I guess I can reduce the number of explosions down to 1 if that's your biggest concern, heh)



Azrion/Zhalo said:


> But we can all rejoice in the fact that the Literal Boomstick can cook things in style .


(Just fire by the end of the day, bruh ; I use blade/chain black holes to juggle, chop and slice my food before I roast it :v
Now THAT is what you call freaking style)



Azrion/Zhalo said:


> And also poke things with it if that's more of your cup of tea


(Got enough in my arsenal of physic-ignoring/defying/breaking black holes already)


----------



## Julen (Sep 15, 2016)

As he didn't have a gas mask Julen started coughing violently he had to run away from the camp. He runs until he's far enough of the gas. He then collapses on the ground and tries to control his heavy breathing.


----------



## Jin-Lust-4-Sin (Sep 15, 2016)

While on the rooftop, Jin sees Julen running out of the area safely, though the distance makes it impossible for him to see that Julen is suffering from the poisonous gas.
He quickly drops down next to him and grabs him by his throat with one paw, while his other paw aims the blunderbuss at his head :

- I got a few questions to ask and a few options to choose, depending on what kind of answers you give me... it ranges from quick and painless deaths to the opposite... so, what's it gonna be ?


----------



## Julen (Sep 15, 2016)

Julen was slightly sweating and pale. The only thing he could reply was some painful coughs.


----------



## Jin-Lust-4-Sin (Sep 15, 2016)

Julen said:


> Julen was slightly sweating and pale. The only thing he could reply was some painful coughs.


Jin growls, then presses the blunderbuss at Julen's head violently :






(Sorry XD )


----------



## Julen (Sep 15, 2016)

(u meanie)
Julen coughs violently again. Spitting some blood. Then he looked into Jin's eyes. 

"w.....*cough*......what....d-do you wan-*cough cough*"


----------



## Jin-Lust-4-Sin (Sep 15, 2016)

Julen said:


> (u meanie)
> Julen coughs violently again. Spitting some blood. Then he looked into Jin's eyes.
> 
> "w.....*cough*......what....d-do you wan-*cough cough*"

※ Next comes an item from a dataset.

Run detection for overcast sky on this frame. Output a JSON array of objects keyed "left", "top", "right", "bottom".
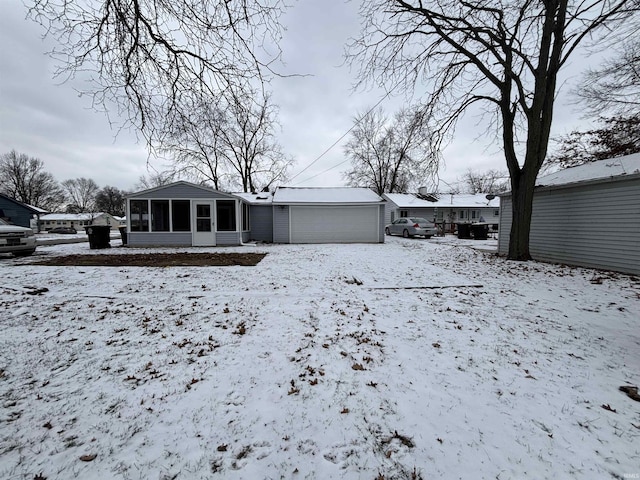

Jin is just about to ask something, but then, as if suddenly realizing something, he flaps his wings and drags Julen to somewhere far away from the complex to make sure they won't be ambushed.
Once Jin drags Julen to somewhere under a tree, in absolute shadow and darkness, Jin asks him again, though his voice much less violent :

- Alright, who are you working for, where are the hostages, and what do you and/or your men plan to do with them ?


----------



## Julen (Sep 15, 2016)

Julen was feelimg slightly better. Now he just coughed every now and then.
 "the hostages.....they... hmmm..... they shoulf be in th main building in the center of the camp.....and i just don't want to know what do them....i didn't even want to work here in the first place.....i was a marksman in the army and after some....ehm.....issues i was forced to stay there if i didn't wanted to end up tied to a pole and....well....i'm pretty sure you know the rest..." he said with a sad tone "y'know..... Human stuff..." he said with a sarcastic chuckle


----------



## Jin-Lust-4-Sin (Sep 15, 2016)

Jin stares straight into Julen's eyes, as if trying to find some honesty in the person.


Julen said:


> "i didn't even want to work here in the first place.....i was a marksman in the army and after some....ehm.....issues i was forced to stay there if i didn't wanted to end up tied to a pole and...."


Jin slowly loses the murderous thirst for blood that just brought him through probably one fourth of the entire camp already. Even if Julen confesses that he was the one that ear-shot instead of head-shot Jin earlier, Jin probably doesn't have the stomach to hit him back now. After all, the human was just trying to do his job, but probably against his will in the first place anyway.
Jin looks away and presses his lips, looking rather conflicted inside him :

- ... If I let you go, will you promise not to make our path cross again ?

(#deep XD )


----------



## Corrupt-Canine (Sep 15, 2016)

*A large drone followed Jin and the other, Julen who had an ID tracking system on him, picking them up on the scanner. Immediately it recognizes one of the targets it shot at earlier. It cloaks then creeps up on Jin from above, then fires 2 electrified bolts at him, then cloaks again.*


----------



## Julen (Sep 15, 2016)

Julen shrugs as he looks away. "i'm pretty sure.....if i go back to the camp.....prisoners missing.....plenty of dead soldiers.... Fucking gas... And me being alive... Many unanswered questions would be asked... And i know how humans deal with that..."
He motions a gun with his fingers and presses them against his front. "bang!"


----------



## Jin-Lust-4-Sin (Sep 15, 2016)

Corrupt-Canine said:


> *A large drone followed Jin and the other, Julen who had an ID tracking system on him, picking them up on the scanner. Immediately it recognizes one of the targets it shot at earlier. It cloaks then creeps up on Jin from above, then fires 2 electrified bolts at him, then cloaks again.*


(I think this thing is too advanced / high-tech -ish... for, I dunno, a modern era ? Like, in the year 2000 ?)


----------



## Corrupt-Canine (Sep 15, 2016)

(invisibility cloak real military - Google Search It's in prototype state right now. When I meant bolts, I meant an electrified projectile such as a nail bolt.)


----------



## Jin-Lust-4-Sin (Sep 15, 2016)

Corrupt-Canine said:


> (invisibility cloak real military - Google Search It's in prototype state right now. When I meant bolts, I meant an electrified projectile such as a nail bolt.)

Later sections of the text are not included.